Selain itu, ada beberapa gelagat politik lain yang ditunjukan Demokrat. Seperti, adanya pertemuan internal antara Jokowi dengan Agus Harimurti Yudoyono (AHY).
Sementara PAN baru mulai menunjukan isyarat untuk bergabung dengan koalisi pemerintahan pasca Pilpres. Wakil Ketua Umum PAN, Bara Hasibuan sebagaimana diwartakan indopos.co.id, menyatakan bahwa ada kemungkinan, PAN bergabung dengan koalisi pemerintah.
Hemat penulis, sikap partai Demokrat dan PAN sangat pragmatis jika mereka benar-benar melepaskan mantol oposisi, berada di luar pemerintah Jokowi-Ma’ruf. Mereka tidak mempunyai prinsip partai yang dipegang secara konsisten. Akan ada kesan, bahwa kedua partai ini lebih suka cari kuasa.
Mereka mendekatkan diri pada pasangan terpilih, bukan tidak mungkin dengan asa mendapat jatah kuasa.
Membaca situsi ini, ada ketakutan bahwa pemerintahan Jokowi-Ma’ruf tak akan ada oposisi. Mesti diingat, bahwa pemerintahan tanpa oposisi akan mudah digiring menunju otoritarianisme.
Pemerintah akan mudah berlaku otoriter, melahirkan dan mengeksekusi kebijakan semaunya, karena toh semua partai, semua penggerak mesin bangsa berada dalam lingkarannya.

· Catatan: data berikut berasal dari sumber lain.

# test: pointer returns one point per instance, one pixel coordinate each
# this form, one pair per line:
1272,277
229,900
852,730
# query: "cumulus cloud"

Pemerintahan tanpa oposisi akan berlaku manja, karena takan ada lagi pengkritik.
Penulis berasumsi, bahwa oposisi merupakan wajah niscaya dalam politik demokratis. Walaupun tidak diatur dalam UU atau konstitusi, tetapi pengambilan sikap oposisi penting dalam sebuah negara demokratis.
Eksistensi kelompok oposisi sangat urgen bagi pembangunan bangsa. Oposisi punya tugas mulia dalam pembangunan bangsa, yakni mengawal jalannya kekuasaan dan pemerintahan, dan menyaring semua kebijakan pemerintah melalui laku kritis. Tanpa oposisi, kekuasaan akan berjalan liar tanpa kendali.
Karena tak ada yang mengkritik, rakyat yang menjadi sentral pelayanan pemerintahan niscaya akan menjadi korban dari pergerakan politik tanpa pengawalan oposisi ini. Tetapi harus pada prinsip bahwa sikap kritis oposisi adalah sikap kritis yang membangun, bukan menghancurkan bangsa. Oposisi mesti bisa membedakan antara literasi dan aksi kritis, dengan literasi dan aksi kebencian.
Menempatkan diri sebagai oposisi juga bukan berarti tidak mengakui pemerintahan terpilih. Memilih untuk berada di luar pemerintahan itu sangat mulia. Sebab itu juga adalah salah satu pilihan yang tepat dan agung untuk membangun bangsa.
Semoga masyarakat tidak mengawal sendiri pemerintahan Jokowi. Rakyat perlu dipayungi kekuatan parpol oposisi untuk mengawal kekuasaan, sembari mengingatkan pemerintah akan janji kampanyenya. Tanpa adanya oposisi, rakyat akan mengawal sendiri pemerintahan. Kasihan kan?
Memang ada Dewan Perwakilan Rakyat, tetapi jika semua partai masuk dalam kolaisi, eksistensi DPR sebagai perwakilan rakyat bukan tidak mungkin, akan lumpuh dan melempem. Ini bukan berarti tidak percaya pada DPR sebagai wakil rakyat, tetapi setidaknya ini hanya sebuah seruan antisipatif.
Karena itu, ada baiknya, Jokowi tidak menerima partai koalisi Indonesia Adil Makmur masuk dalam koalisi pemerintahannya. Ini bukan seruan untuk balas dendam. Tetapi ini adalah pekikan untuk membangun bangsa.